公演の間、俺は自分があまりにも出来なくて、打ちのめされることばかりで。

それに比べ、京都で叩き上げたあの人は、何をやらせても完璧だった。

俺から見たら難しく思える要求にも普通にハイって返事をしてて、言われた通りに何パターンでもパフォーマンスを変えて見せた。

涼しい顔で、やすやすと、何でも出来るように思えた。

事務所のレッスンであの人が踊るのを初めて見た時から、上手いのは勿論知っていたし。

当時から努力してる姿を他人には気取らせない人だったから、誰も知らない所で人知れず練習してるだろうことも予想はしていた。

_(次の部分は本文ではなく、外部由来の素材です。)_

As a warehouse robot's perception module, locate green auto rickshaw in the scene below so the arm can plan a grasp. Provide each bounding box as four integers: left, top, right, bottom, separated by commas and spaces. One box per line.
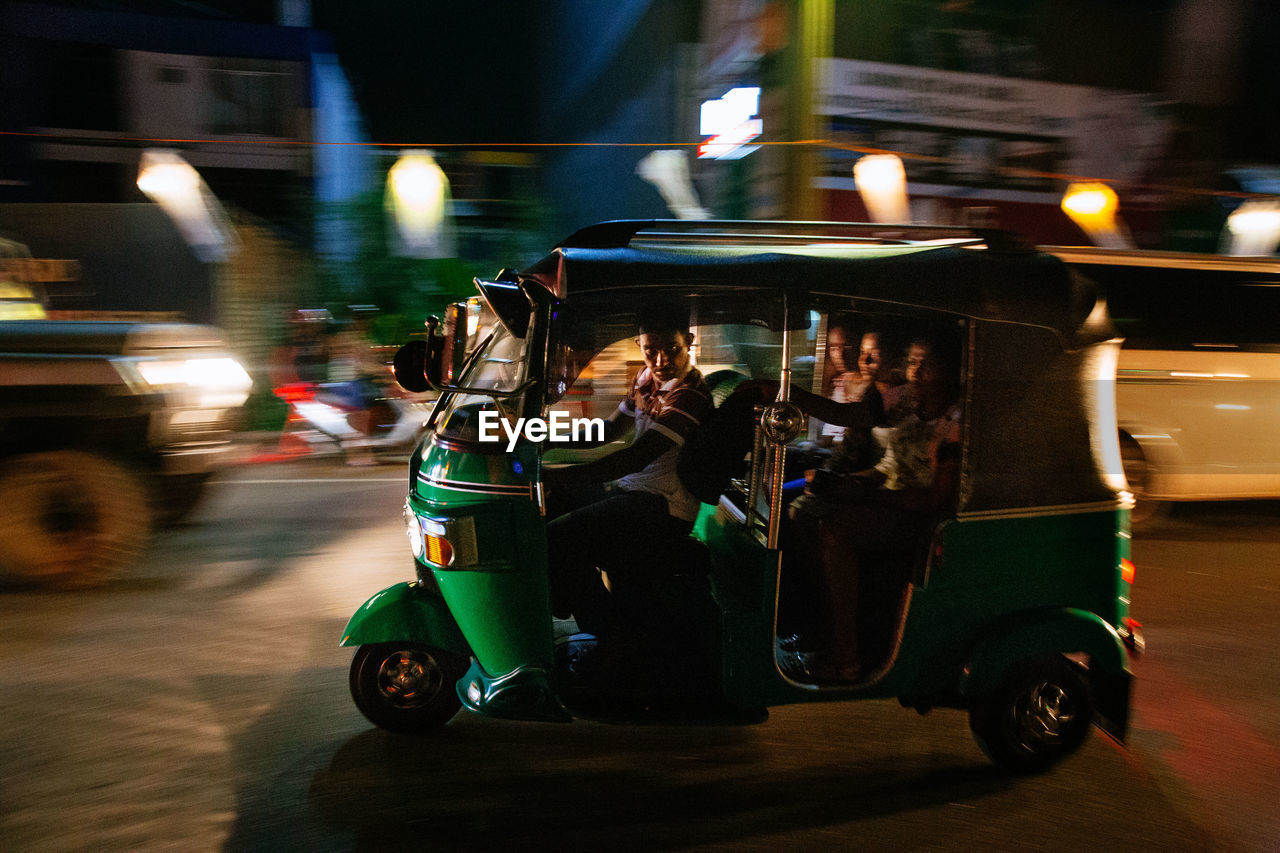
342, 220, 1142, 771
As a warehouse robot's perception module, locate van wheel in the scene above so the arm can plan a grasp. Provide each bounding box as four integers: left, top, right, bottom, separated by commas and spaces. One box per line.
969, 657, 1093, 774
0, 450, 151, 588
351, 643, 467, 734
1120, 433, 1169, 526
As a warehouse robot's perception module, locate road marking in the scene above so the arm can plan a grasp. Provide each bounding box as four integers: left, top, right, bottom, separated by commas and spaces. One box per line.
218, 476, 404, 485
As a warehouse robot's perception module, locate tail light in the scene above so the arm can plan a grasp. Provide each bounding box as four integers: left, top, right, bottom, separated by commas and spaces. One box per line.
404, 512, 479, 569
422, 519, 453, 566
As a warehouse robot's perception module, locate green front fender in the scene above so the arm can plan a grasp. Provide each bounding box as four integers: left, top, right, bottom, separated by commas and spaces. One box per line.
340, 581, 471, 657
959, 607, 1129, 697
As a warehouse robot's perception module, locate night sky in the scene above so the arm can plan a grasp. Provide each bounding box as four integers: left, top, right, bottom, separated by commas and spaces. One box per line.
312, 0, 539, 143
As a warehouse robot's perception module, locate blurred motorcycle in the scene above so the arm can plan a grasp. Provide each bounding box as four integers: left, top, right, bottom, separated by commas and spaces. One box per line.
273, 382, 431, 465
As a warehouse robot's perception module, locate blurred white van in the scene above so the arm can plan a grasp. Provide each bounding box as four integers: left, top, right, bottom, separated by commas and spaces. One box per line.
1046, 247, 1280, 524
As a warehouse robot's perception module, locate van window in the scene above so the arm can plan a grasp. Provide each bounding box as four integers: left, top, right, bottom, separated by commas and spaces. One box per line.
1074, 264, 1280, 350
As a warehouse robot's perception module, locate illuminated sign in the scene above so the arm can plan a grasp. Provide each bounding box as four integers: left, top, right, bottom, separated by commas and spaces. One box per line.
698, 86, 764, 160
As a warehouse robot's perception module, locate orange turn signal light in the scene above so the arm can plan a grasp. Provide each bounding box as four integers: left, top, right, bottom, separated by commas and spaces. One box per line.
422, 533, 453, 566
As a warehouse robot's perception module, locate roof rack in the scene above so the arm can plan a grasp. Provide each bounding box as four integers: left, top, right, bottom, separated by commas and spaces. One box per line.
556, 219, 1036, 254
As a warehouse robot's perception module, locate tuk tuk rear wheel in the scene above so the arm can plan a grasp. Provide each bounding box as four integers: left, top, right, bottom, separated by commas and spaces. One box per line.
969, 658, 1093, 774
351, 643, 467, 734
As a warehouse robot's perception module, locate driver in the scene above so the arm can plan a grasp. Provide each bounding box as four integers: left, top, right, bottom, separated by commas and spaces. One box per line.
543, 311, 712, 637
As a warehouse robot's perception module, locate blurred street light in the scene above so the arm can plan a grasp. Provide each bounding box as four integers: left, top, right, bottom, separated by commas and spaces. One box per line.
387, 150, 457, 257
854, 154, 911, 223
636, 150, 710, 219
137, 149, 236, 261
1062, 182, 1134, 248
1220, 199, 1280, 255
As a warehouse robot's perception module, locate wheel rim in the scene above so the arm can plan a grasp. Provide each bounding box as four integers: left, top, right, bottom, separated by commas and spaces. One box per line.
378, 649, 444, 708
1012, 681, 1076, 752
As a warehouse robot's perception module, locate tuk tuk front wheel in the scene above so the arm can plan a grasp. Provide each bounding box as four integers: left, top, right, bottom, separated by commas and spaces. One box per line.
969, 658, 1093, 774
351, 643, 467, 734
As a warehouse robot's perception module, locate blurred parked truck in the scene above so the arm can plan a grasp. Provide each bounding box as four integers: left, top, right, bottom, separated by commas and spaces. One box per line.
0, 251, 252, 587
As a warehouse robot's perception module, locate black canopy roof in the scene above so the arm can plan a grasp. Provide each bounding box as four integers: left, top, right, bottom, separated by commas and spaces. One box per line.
524, 223, 1115, 346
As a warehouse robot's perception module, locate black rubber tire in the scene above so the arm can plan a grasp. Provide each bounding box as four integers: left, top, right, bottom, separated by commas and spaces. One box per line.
0, 450, 151, 588
155, 471, 212, 525
969, 657, 1094, 774
351, 643, 467, 734
1120, 433, 1169, 528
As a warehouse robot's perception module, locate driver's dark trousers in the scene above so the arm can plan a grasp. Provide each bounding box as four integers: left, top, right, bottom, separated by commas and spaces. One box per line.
547, 484, 692, 637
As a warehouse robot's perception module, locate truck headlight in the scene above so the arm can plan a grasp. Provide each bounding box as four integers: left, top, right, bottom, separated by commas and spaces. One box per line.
403, 503, 422, 560
136, 357, 253, 409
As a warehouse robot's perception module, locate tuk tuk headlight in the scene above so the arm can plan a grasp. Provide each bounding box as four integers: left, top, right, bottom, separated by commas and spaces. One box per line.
404, 503, 424, 560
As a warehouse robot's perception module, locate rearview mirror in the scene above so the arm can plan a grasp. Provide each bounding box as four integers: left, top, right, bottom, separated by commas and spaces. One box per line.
392, 302, 468, 393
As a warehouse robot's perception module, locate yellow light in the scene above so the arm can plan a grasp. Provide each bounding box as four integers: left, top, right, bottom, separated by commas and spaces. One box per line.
138, 163, 200, 200
1062, 182, 1134, 248
1062, 183, 1120, 216
422, 534, 453, 566
387, 151, 453, 257
854, 154, 911, 223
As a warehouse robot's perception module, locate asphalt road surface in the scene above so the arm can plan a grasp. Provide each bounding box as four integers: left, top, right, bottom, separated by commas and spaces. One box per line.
0, 462, 1280, 853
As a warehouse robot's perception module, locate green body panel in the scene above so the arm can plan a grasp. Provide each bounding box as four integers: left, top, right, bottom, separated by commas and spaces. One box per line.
959, 607, 1129, 695
342, 583, 471, 657
700, 510, 1129, 706
457, 661, 573, 722
410, 441, 553, 678
886, 510, 1129, 697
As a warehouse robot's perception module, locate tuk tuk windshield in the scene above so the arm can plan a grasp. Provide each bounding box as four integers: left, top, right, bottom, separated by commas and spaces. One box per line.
435, 324, 529, 443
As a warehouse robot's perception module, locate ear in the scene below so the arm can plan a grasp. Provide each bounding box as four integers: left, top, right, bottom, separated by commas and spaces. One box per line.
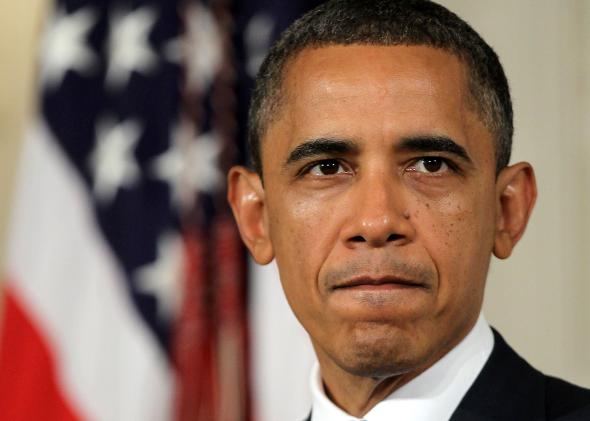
494, 162, 537, 259
227, 166, 274, 265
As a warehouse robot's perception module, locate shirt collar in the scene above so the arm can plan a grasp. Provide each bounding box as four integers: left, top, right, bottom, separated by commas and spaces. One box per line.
311, 314, 494, 421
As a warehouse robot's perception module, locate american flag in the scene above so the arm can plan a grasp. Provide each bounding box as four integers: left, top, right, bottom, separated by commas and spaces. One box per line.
0, 0, 324, 421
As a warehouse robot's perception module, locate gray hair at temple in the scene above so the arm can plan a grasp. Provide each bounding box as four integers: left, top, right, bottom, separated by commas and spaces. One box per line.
248, 0, 514, 177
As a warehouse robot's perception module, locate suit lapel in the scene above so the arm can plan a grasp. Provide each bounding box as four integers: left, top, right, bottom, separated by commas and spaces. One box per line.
451, 330, 545, 421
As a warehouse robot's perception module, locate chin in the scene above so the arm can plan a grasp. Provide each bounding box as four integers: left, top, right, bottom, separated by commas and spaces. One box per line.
336, 329, 431, 378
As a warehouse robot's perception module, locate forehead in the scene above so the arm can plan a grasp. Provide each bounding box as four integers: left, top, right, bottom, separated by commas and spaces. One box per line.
263, 45, 491, 169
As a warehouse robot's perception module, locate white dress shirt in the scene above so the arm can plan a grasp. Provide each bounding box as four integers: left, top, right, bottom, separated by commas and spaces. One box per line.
311, 314, 494, 421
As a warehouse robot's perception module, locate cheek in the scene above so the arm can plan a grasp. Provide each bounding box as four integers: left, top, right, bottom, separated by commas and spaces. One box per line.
412, 187, 494, 302
269, 190, 336, 312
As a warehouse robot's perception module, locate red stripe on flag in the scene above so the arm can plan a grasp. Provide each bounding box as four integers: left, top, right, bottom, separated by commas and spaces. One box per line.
0, 287, 81, 421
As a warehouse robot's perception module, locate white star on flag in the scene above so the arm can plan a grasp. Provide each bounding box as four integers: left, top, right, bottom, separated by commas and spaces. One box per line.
106, 7, 156, 88
136, 232, 184, 321
152, 125, 223, 207
244, 13, 275, 78
41, 8, 96, 88
166, 3, 223, 91
90, 120, 141, 204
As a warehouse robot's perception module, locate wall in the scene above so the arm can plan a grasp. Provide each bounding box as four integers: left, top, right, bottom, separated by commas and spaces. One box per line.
0, 0, 47, 315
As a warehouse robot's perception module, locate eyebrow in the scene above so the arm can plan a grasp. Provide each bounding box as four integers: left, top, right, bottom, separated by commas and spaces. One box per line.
284, 137, 358, 167
395, 135, 473, 164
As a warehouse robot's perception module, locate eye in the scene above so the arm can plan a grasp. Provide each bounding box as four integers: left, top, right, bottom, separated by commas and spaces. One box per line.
408, 156, 449, 174
307, 159, 350, 177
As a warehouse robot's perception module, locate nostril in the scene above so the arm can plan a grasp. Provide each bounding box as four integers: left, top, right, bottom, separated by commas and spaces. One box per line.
387, 234, 404, 242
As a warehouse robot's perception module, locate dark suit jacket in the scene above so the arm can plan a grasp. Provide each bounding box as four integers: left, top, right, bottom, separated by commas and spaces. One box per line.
307, 330, 590, 421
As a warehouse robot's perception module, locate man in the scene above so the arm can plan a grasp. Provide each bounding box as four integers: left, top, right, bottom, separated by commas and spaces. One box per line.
228, 0, 590, 421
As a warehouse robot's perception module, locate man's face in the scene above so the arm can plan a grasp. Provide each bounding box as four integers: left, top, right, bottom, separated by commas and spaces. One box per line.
261, 46, 496, 377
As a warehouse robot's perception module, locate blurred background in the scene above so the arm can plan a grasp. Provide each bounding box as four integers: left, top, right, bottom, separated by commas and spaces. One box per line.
0, 0, 590, 421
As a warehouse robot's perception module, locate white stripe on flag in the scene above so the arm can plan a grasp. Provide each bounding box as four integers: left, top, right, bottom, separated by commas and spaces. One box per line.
8, 120, 173, 421
250, 262, 315, 421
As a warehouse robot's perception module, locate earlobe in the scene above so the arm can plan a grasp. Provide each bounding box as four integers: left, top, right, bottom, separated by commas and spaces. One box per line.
227, 166, 274, 265
494, 162, 537, 259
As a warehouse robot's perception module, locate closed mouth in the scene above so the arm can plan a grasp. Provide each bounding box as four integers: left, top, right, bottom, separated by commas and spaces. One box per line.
332, 276, 429, 290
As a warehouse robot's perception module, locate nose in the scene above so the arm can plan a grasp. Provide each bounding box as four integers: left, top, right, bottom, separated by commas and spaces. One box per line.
342, 173, 415, 248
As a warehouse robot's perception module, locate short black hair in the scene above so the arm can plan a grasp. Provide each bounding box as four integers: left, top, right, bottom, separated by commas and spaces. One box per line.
248, 0, 514, 176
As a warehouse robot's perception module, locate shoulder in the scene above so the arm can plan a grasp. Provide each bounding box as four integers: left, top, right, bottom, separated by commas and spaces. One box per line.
452, 331, 590, 421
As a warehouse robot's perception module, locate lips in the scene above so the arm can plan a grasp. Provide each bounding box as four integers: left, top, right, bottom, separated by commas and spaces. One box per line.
332, 276, 428, 290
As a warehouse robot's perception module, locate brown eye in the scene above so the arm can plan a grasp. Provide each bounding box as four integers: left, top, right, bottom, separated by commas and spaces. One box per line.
309, 159, 345, 176
414, 157, 449, 173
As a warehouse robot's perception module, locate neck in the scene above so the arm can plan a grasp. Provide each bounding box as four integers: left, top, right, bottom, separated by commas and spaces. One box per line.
318, 356, 428, 418
314, 317, 477, 418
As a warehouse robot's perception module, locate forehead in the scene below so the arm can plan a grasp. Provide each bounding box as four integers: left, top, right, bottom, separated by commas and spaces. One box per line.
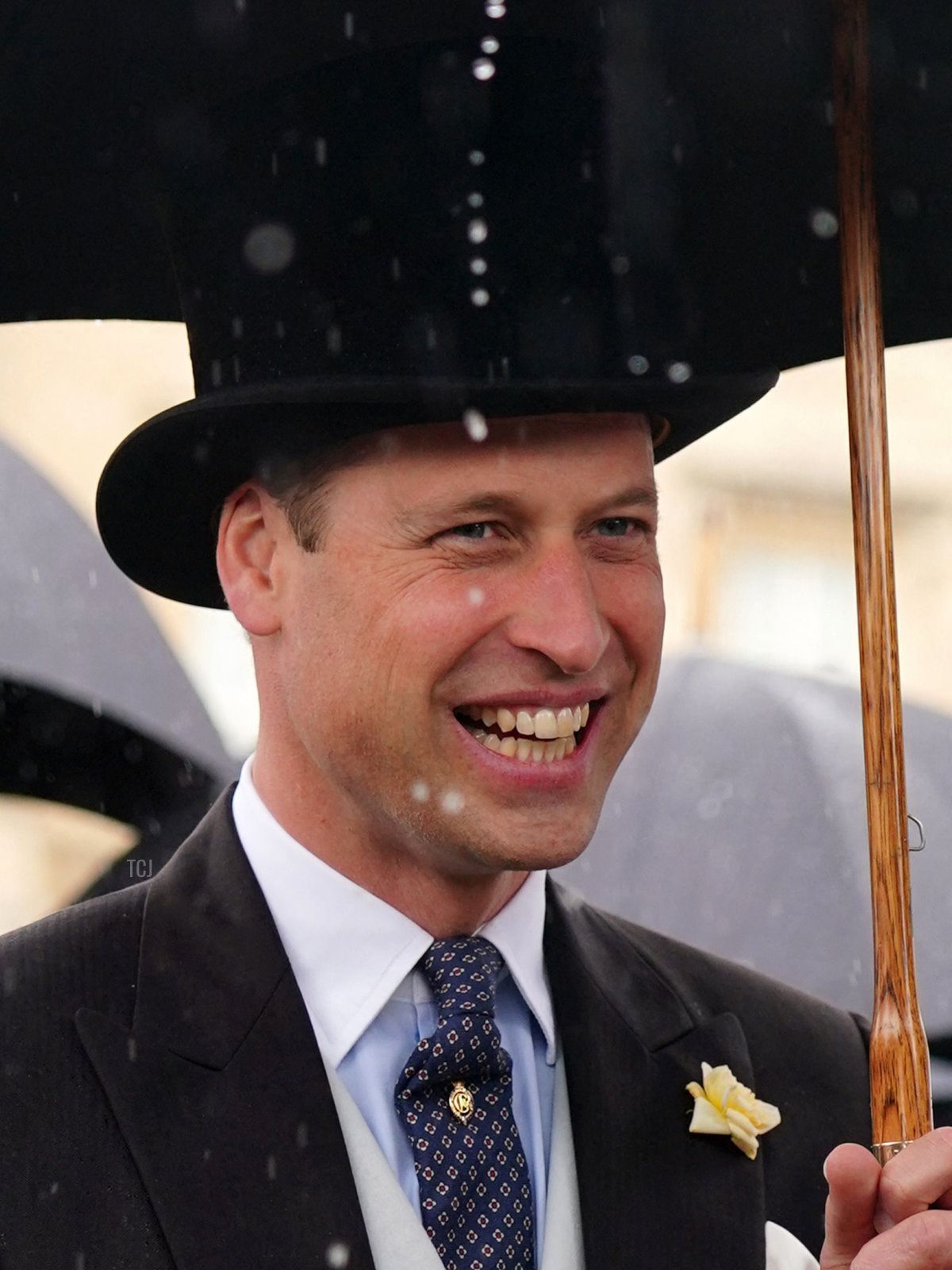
350, 414, 654, 484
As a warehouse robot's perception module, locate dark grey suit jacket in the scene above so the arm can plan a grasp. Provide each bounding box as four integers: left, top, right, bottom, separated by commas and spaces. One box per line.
0, 791, 869, 1270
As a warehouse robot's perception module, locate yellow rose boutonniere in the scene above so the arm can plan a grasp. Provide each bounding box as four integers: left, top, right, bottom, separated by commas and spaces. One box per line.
687, 1063, 781, 1160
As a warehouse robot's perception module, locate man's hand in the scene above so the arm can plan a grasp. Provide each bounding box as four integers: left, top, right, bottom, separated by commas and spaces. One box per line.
820, 1128, 952, 1270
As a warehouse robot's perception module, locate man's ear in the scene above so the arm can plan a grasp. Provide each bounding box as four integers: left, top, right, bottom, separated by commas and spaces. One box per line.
216, 483, 286, 635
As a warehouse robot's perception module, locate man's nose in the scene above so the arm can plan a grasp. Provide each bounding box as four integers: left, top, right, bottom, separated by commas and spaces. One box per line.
506, 546, 609, 675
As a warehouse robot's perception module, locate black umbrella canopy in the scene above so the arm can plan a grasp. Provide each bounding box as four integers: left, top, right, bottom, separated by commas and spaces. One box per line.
0, 444, 233, 834
0, 0, 952, 370
560, 656, 952, 1040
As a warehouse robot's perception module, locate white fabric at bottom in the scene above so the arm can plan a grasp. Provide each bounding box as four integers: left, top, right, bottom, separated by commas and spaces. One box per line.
324, 1054, 819, 1270
766, 1222, 820, 1270
324, 1056, 585, 1270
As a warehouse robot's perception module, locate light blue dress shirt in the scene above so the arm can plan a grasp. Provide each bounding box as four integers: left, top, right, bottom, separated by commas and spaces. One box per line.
232, 760, 556, 1265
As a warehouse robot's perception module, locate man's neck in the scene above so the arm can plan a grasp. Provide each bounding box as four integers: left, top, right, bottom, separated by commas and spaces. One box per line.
252, 760, 528, 938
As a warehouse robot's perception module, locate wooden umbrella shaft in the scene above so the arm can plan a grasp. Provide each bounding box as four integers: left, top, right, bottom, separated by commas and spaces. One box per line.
833, 0, 931, 1162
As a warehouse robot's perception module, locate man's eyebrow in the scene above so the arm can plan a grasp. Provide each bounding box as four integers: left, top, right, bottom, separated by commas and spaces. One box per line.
400, 485, 658, 525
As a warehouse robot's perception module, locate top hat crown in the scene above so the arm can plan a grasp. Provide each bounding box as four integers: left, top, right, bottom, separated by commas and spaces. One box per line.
98, 0, 776, 606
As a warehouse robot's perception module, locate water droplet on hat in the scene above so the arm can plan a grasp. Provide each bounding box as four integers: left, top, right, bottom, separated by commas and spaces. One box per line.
810, 207, 839, 239
324, 1240, 351, 1270
243, 221, 294, 273
463, 409, 489, 441
890, 187, 919, 221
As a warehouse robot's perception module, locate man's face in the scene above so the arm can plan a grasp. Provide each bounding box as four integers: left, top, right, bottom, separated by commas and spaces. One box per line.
259, 415, 664, 876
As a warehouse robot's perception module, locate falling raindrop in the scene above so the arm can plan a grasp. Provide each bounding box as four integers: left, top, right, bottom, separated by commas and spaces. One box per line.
463, 409, 489, 441
324, 1240, 351, 1270
810, 207, 839, 239
243, 221, 294, 273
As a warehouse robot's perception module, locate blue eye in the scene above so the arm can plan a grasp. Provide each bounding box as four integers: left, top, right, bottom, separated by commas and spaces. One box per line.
447, 521, 491, 542
595, 516, 645, 538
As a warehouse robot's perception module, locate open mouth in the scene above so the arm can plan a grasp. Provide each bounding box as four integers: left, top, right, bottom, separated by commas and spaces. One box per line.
453, 701, 601, 764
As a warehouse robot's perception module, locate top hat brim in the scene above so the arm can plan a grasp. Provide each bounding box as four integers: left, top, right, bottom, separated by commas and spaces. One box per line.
97, 368, 777, 608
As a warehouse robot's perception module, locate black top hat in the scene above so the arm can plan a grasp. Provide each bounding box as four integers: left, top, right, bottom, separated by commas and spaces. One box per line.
97, 0, 777, 607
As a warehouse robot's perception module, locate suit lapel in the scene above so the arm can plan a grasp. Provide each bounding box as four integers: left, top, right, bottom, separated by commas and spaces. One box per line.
546, 887, 766, 1270
76, 791, 372, 1270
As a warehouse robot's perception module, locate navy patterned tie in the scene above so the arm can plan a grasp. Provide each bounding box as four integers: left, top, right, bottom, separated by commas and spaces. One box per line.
393, 936, 536, 1270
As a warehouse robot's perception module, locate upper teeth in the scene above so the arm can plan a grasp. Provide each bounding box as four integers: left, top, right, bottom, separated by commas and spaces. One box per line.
463, 701, 589, 741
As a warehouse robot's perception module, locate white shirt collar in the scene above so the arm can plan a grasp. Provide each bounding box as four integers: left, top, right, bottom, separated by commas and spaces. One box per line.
232, 758, 556, 1067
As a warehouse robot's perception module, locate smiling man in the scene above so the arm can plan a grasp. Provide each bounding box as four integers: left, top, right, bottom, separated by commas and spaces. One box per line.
225, 415, 664, 935
0, 17, 952, 1270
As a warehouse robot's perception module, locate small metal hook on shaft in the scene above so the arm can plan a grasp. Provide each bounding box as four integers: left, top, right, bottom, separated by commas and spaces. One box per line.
909, 815, 925, 851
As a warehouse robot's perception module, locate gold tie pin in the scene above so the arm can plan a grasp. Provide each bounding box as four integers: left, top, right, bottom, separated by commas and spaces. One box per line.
449, 1081, 474, 1124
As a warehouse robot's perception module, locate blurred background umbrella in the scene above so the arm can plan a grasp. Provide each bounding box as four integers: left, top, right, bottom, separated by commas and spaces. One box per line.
0, 443, 235, 880
557, 656, 952, 1116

だけど、あの舞台で、才能の違いをまざまざと見せつけられて。

俺は出来ない奴の気持ちが初めてわかったと思った。





こういうことを言うのが上からの厭らしい考えだってことは分かってるんだけど、それまでの俺は、いつも他人から羨ましがられる立場の方が多かったんだ。

『何でも出来るんだね』

いつもいつも、そう言われてきて、正直うんざりしていた。

『お前みたいに何でも出来て、何でも持ってる奴がいるなんて神様は不公平だ』

そう言われるたびに、俺の何を知っているのか、と思った。

確かに俺に恵まれてる部分があることは否定しない。
いろんな環境を与えてくれた親や、巡り合った先生方、先輩、友人には感謝してる。

だけど、ただ単にそれだけが今の俺を作ったわけじゃない。

持たざる奴の気持ちは分からないだろう、と言うのなら、逆にお前らには、持てる者の気持ちが分かるのか?と言い返したかった。